The ETUC salutes the enormous efforts that have been made by citizens and organisations to ensure that multi-national companies are required by the European Union to report country by country on their economic activities.
This is vital to ensure that multinationals pay their fair share of tax in the countries where their profits are generated, and do not engage in clever accounting to end up declaring only where taxes are very low.
Today the European Union is in final secret negotiations to agree a deal on public country by country reports (pCBCR).
The ETUC is extremely alarmed at persistent rumours that what is being proposed is extremely weak and far from proper and disaggregated pCBCR.
Instead, we hear that there could be limited information covering only the EU and some (so-called black and grey listed) countries and very weak powers to review unnecessary business secrecy.
The European Union risks being seen as the stooges of unfair and bad business practices while the USA moves further and quicker in honest business transparency.
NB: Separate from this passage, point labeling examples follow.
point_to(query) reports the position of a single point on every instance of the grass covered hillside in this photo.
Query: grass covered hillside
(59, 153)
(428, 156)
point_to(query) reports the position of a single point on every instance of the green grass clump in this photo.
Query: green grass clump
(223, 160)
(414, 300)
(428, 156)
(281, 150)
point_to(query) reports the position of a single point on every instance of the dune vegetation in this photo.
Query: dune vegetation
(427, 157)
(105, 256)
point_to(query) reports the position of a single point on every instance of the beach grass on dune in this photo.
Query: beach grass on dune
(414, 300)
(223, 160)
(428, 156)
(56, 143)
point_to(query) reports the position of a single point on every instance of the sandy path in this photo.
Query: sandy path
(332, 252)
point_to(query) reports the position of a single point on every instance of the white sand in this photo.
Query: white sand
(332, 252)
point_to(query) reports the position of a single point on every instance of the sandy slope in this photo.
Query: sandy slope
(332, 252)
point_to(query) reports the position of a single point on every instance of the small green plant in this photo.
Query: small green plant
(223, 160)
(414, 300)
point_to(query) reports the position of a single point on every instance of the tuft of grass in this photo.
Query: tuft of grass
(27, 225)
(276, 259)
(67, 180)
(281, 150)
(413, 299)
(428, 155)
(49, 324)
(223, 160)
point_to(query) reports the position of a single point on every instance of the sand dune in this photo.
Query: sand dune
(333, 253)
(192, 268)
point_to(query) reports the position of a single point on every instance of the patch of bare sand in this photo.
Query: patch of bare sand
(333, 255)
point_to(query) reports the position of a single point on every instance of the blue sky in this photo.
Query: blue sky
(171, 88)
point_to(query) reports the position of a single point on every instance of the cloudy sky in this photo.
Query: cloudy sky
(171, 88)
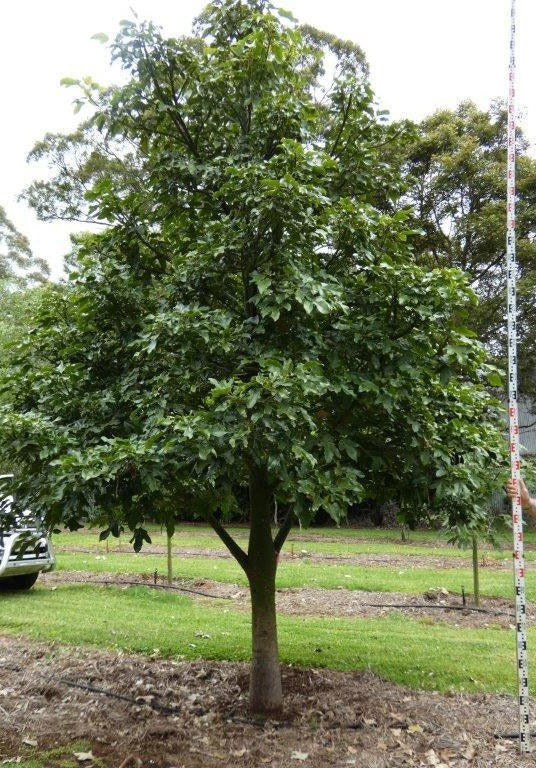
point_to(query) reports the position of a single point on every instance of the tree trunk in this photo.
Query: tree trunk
(265, 690)
(169, 537)
(476, 581)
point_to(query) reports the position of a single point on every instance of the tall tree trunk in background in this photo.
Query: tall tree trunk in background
(169, 537)
(265, 690)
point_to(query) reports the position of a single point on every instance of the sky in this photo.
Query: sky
(424, 55)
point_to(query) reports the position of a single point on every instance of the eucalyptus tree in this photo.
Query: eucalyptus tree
(456, 171)
(250, 323)
(18, 266)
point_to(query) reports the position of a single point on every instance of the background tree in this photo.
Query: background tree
(251, 323)
(457, 181)
(18, 266)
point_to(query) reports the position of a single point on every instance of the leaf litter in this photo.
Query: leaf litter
(331, 718)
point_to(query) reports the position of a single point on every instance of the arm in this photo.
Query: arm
(528, 504)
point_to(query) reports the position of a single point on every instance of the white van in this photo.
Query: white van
(25, 549)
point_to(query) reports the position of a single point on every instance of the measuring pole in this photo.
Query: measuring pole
(513, 411)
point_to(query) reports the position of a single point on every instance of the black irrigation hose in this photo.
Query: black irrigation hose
(102, 691)
(148, 584)
(170, 711)
(439, 607)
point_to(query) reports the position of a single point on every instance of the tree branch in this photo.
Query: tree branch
(343, 123)
(283, 531)
(234, 548)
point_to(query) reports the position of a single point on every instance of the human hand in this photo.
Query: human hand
(511, 490)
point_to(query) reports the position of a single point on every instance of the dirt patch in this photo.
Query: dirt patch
(330, 719)
(323, 602)
(411, 562)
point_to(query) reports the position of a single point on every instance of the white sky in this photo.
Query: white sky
(423, 55)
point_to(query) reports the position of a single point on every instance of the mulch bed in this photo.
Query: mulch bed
(330, 719)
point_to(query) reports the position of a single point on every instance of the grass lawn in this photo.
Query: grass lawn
(59, 757)
(302, 573)
(407, 651)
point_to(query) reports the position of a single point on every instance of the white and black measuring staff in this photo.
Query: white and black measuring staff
(513, 412)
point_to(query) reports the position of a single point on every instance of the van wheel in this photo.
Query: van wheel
(24, 581)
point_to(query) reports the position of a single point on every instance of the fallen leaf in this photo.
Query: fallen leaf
(469, 752)
(416, 728)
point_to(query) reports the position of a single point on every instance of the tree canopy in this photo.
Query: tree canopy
(251, 323)
(456, 166)
(18, 266)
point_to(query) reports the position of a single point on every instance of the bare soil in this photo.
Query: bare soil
(331, 719)
(402, 561)
(432, 607)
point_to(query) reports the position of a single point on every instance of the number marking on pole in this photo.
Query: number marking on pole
(513, 411)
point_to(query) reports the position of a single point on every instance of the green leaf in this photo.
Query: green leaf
(69, 81)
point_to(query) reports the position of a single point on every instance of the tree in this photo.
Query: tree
(250, 324)
(18, 266)
(456, 166)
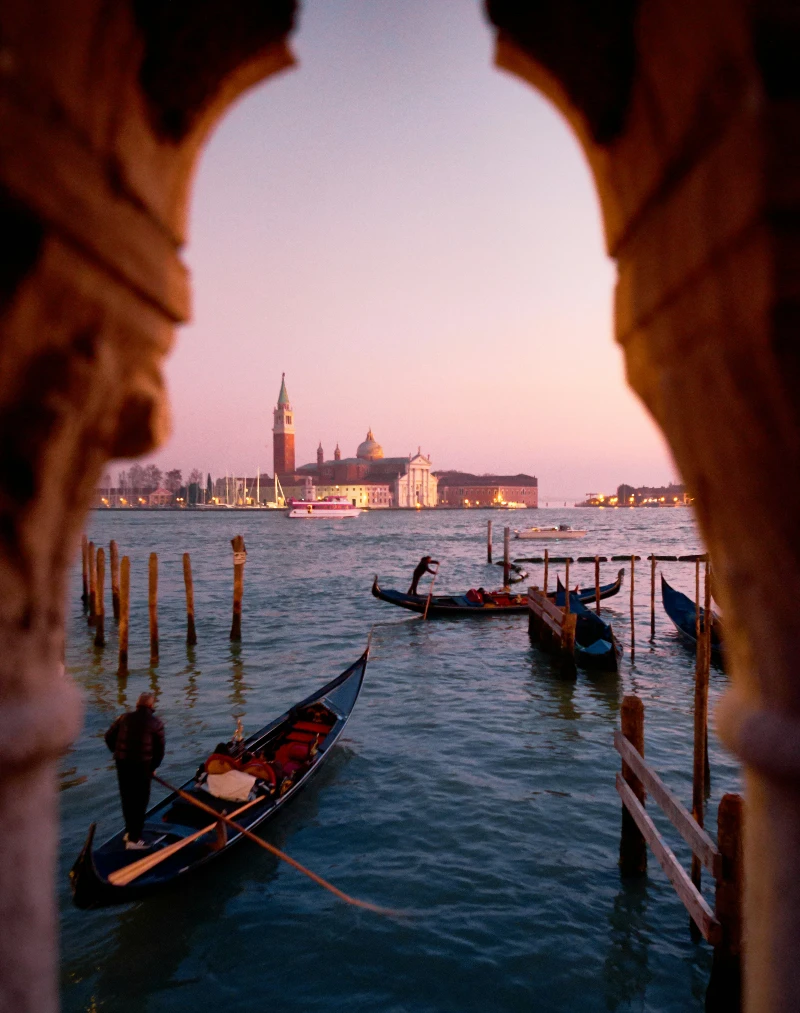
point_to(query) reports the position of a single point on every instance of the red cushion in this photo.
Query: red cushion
(320, 729)
(293, 751)
(262, 770)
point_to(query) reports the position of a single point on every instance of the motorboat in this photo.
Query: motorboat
(561, 533)
(330, 507)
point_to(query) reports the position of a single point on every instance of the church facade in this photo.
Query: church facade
(369, 479)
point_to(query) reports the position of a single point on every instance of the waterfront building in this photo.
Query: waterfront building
(643, 495)
(370, 495)
(373, 479)
(459, 488)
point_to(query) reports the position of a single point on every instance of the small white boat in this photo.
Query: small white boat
(563, 531)
(330, 507)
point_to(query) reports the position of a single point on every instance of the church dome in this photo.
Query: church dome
(370, 450)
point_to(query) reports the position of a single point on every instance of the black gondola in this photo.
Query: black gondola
(595, 645)
(683, 611)
(316, 721)
(586, 595)
(496, 604)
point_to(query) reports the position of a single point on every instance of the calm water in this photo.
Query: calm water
(474, 787)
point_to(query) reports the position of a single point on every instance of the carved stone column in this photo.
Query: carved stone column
(103, 109)
(690, 117)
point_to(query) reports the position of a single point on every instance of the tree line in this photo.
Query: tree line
(150, 476)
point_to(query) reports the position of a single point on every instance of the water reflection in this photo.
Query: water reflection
(626, 969)
(237, 695)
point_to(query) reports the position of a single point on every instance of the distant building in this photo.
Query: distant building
(369, 478)
(459, 488)
(161, 497)
(643, 495)
(284, 434)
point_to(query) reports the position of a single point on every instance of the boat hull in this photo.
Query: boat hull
(314, 512)
(91, 886)
(449, 605)
(549, 536)
(683, 612)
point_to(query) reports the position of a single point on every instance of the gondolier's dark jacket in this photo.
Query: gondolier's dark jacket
(137, 735)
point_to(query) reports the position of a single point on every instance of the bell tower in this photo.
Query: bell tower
(284, 433)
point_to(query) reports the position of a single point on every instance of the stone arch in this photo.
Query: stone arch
(688, 111)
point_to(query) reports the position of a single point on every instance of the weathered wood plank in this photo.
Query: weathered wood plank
(697, 839)
(691, 898)
(543, 604)
(551, 623)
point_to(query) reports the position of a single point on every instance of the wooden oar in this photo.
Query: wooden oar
(136, 869)
(278, 853)
(430, 593)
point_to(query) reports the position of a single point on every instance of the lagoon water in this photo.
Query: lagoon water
(473, 788)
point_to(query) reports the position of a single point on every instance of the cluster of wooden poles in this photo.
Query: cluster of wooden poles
(93, 595)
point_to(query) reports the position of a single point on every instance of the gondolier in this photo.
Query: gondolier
(422, 567)
(137, 741)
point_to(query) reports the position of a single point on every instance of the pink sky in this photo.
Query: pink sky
(414, 238)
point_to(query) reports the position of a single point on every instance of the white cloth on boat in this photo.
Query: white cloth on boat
(234, 785)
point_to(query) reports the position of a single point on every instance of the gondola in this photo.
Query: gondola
(683, 611)
(285, 756)
(495, 604)
(586, 595)
(595, 645)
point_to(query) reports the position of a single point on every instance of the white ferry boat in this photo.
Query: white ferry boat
(563, 531)
(330, 507)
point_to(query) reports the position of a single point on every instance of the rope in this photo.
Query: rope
(277, 853)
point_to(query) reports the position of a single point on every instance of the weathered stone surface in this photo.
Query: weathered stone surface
(689, 113)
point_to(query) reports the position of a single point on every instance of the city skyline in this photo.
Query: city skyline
(421, 262)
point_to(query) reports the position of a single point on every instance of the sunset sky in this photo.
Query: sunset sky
(413, 237)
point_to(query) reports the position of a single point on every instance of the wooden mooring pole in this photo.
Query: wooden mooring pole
(191, 635)
(239, 556)
(633, 847)
(85, 568)
(92, 581)
(125, 612)
(113, 554)
(701, 737)
(99, 605)
(152, 602)
(633, 623)
(724, 989)
(566, 589)
(709, 626)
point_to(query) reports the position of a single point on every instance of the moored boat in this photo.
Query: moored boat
(683, 611)
(498, 603)
(268, 769)
(587, 595)
(562, 533)
(595, 645)
(331, 508)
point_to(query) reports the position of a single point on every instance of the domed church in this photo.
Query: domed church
(370, 450)
(372, 479)
(369, 479)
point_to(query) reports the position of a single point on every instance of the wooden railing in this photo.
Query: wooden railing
(720, 927)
The European Union has received calls for real pCBCR from investors representing trillions in assets, from civil society organisations and from trade unions. But it seems this may not be enough.
The ETUC cannot support this worst-business-practice behaviour. Weak and watered-down reporting would be a betrayal of the hopes and expectations of working people. We do not ask for a revolution, just simple information.
We call on negotiators to take their responsibility, to take the side of fair taxation and decent public services, to resist the apparent urge to take the side of multi-nationals who want to decide for themselves who they owe tax to.